Pese a esto, hay alternativas recomendadas por la ciencia, señala la nutricionista argentina Florencia Villafañe en el portal web Mejor con Salud. "Una buena dieta no es solo la que contribuye a la pérdida de peso. Si hablamos de bienestar general, es conveniente saber que la alimentación debe ser variada y completa desde el punto de vista nutricional", se indica en la publicación.

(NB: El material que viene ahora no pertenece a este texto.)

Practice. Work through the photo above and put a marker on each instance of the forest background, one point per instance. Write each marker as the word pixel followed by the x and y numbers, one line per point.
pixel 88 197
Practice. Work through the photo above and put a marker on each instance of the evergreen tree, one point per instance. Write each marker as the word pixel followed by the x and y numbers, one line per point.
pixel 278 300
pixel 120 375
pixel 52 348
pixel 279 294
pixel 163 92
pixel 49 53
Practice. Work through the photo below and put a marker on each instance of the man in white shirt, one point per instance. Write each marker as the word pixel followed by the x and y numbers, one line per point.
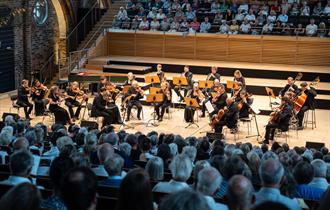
pixel 20 164
pixel 205 26
pixel 311 28
pixel 209 180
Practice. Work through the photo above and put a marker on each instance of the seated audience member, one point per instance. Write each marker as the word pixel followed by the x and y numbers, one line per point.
pixel 311 28
pixel 154 24
pixel 271 174
pixel 144 24
pixel 24 196
pixel 209 180
pixel 303 174
pixel 233 28
pixel 165 24
pixel 113 165
pixel 240 193
pixel 155 169
pixel 181 168
pixel 245 27
pixel 135 191
pixel 20 164
pixel 79 189
pixel 320 174
pixel 184 200
pixel 205 26
pixel 59 167
pixel 283 18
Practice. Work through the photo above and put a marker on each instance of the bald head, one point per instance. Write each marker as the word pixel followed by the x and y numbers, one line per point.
pixel 104 151
pixel 240 193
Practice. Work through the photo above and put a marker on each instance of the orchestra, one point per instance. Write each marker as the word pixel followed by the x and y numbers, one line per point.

Estas son algunas dietas respaldadas por evidencia científica, según la especialista:

Dieta mediterránea

Se trata de una de las dietas "con mayor evidencia científica acumulada en cuanto a sus beneficios en la salud humana", esto debido a que puede contribuir en la prevención y tratamiento de diversas patologías. Estas son sus características:

Prioriza el consumo de alimentos de origen vegetal en abundancia, como frutas, verduras, legumbres, cereales integrales, frutos secos.
Recomienda el consumo diario de productos lácteos, sobre todo yogur y quesos.
Enfatiza el uso de aceite de oliva como grasa principal.
Sugiere una ingesta abundante de agua y bebidas naturales, como infusiones.
Aconseja un consumo moderado de carnes rojas no procesadas, pescados y huevos. Asimismo, evita las carnes procesadas.
Limita o evita todos aquellos productos industrializados.

La dieta DASH
Sus siglas provienen de Dietary Approaches to Stop Hypertension que significa: enfoque dietario para detener la hipertensión. Esta dieta está basada en las recomendaciones realizadas por la Asociación Americana del Corazón (AHA), que están enfocadas en disminuir la presión arterial y prevenir las enfermedades cardiovaculares.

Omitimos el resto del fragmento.